Housing Conditions and Overcrowding
A warm, suitable and safe home is the minimum we should all expect, however there are indications that ethnic minority people in Wales (and in UK) experience poorer housing outcomes. This includes housing conditions and overcrowding. This page will help you consider key issues and actions you can take to address this.
How does this link to Anti-racist Wales Action Plan?
ARWAP asks housing providers to:
- Demonstrate how they will ensure that anti-racism and race equality are embedded within their services. This includes housing needs and conditions.
- Housing associations need to comply with regulatory standards: RS1 c) evidence based commitments including anti-racism & RS3 b) deliver services which meet diverse needs
What you need to know
- Statistics: Ethnic minority groups are much more likely to experience overcrowding: 9% of White British people compared to 28.7% of Gypsy or Irish Travellers, 27% of Bangladeshi people and 19.4% of Black people in Wales experience overcrowding. More info: WCPP report and Welsh Government report.
- Housing quality: Ethnic minority people are more likely to live in poorer quality housing. More info here.
- Awaab Ishak: Racial stereotyping in maintenance & repairs was a key element of service failure in the tragic death of Awaab Ishak. English Ombudsman’s investigation found culture of othering, blame for damp & mould assigned to cultural practices, and a culture where ‘refugees should be grateful for what they have’.
What you can do
- Data: Analyse key housing conditions data by ethnicity. Consider data on: stock condition, repairs satisfaction, average repairs, repeat repairs, content of complaints (and any pre-complaint contact).
- Inclusive maintenance culture: Ensure culture of repairs and maintenance delivery is anti-racist and inclusive.
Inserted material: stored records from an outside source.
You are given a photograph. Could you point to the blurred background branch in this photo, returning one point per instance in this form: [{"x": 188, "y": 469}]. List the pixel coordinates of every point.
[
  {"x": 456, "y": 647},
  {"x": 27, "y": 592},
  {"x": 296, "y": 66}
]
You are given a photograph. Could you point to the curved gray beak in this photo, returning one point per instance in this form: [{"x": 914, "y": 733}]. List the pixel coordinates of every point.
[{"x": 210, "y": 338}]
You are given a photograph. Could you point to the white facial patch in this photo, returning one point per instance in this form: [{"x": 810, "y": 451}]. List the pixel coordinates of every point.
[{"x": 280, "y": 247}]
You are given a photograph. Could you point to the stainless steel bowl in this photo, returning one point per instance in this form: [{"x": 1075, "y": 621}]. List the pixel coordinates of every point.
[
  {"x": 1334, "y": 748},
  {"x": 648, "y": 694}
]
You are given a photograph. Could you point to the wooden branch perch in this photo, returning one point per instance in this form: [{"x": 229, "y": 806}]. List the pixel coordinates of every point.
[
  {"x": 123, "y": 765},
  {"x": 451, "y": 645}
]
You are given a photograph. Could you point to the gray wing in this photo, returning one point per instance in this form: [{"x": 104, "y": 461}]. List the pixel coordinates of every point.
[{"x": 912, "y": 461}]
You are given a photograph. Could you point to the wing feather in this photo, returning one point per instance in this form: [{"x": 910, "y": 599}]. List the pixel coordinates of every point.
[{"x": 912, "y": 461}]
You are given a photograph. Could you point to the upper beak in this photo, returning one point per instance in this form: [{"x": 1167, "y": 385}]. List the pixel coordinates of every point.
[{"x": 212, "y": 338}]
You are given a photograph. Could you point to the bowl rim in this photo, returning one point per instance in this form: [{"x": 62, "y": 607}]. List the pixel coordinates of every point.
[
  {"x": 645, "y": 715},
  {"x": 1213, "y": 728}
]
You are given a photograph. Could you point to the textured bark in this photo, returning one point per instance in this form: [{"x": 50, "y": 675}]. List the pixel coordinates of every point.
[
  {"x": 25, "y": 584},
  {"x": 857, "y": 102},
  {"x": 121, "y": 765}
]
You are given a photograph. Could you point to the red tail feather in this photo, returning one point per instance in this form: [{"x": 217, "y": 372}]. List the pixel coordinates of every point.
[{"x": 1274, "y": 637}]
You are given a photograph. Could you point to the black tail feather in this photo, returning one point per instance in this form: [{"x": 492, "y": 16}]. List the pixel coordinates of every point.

Standard approaches may not work: maintenance can be geared up towards standard ‘two-up two-down’ builds and house usage/wear & tear typical for White British cultures. Anything perceived to be ‘out of the norm’ (e.g. intergenerational, larger, overcrowded homes, or spaces which are used differently to what is perceived as typical) can present challenges for maintenance staff, increasing the need for education, support and raising awareness.
- Overcrowding: regularly monitor overcrowding by race (& other characteristics) & set up proactive measures to tackle it. Short/mid-term this can include: tenancy reviews, raising awareness of re-housing & transfers & targeted affordability support, consider alterations to increase space in older homes (e.g. loft conversions); consider community living (housing larger families close to each other); converting 2 smaller houses into one larger home.
- Development: consider building larger and appropriately designed properties based on your evidence. Check out this Tai Pawb Good Practice Briefing on culturally appropriate design.
- Engagement: engage with ethnic minority tenants and communities to find out about their experiences of housing conditions, repairs and future needs.
- Service failure/complaints: improve access to complaints and pre-complaint processes including interpreting and translation
- Housing support evidence: consider analysing/accessing evidence from housing support services – what does it show on housing conditions & race?
- LHMA’s – it is crucial to capture the need for larger homes or homes with culturally appropriate designs in the assessment of housing need.
- Decarbonisation: retrofit programms can present a good opportunity to consider and meet the needs of ethnic minority households
Series of good practice examples from Tai Pawb members’ Deeds not Words meeting
- Melin Homes analysed their number of average repairs per household by protected characteristic, including race. The analysis did not find any over or underrepresentation.
- Monmouthshire Housing introduced more proactive monitoring of overcrowding. They set up 6 monthly checks of overcrowded properties, including support with seeking alternative accommodation.
- Methyr Valleys Homes – in a situation of high need for an overcrowded household and lack of larger social homes available, the organisation altered two existing homes by combining them into a larger home.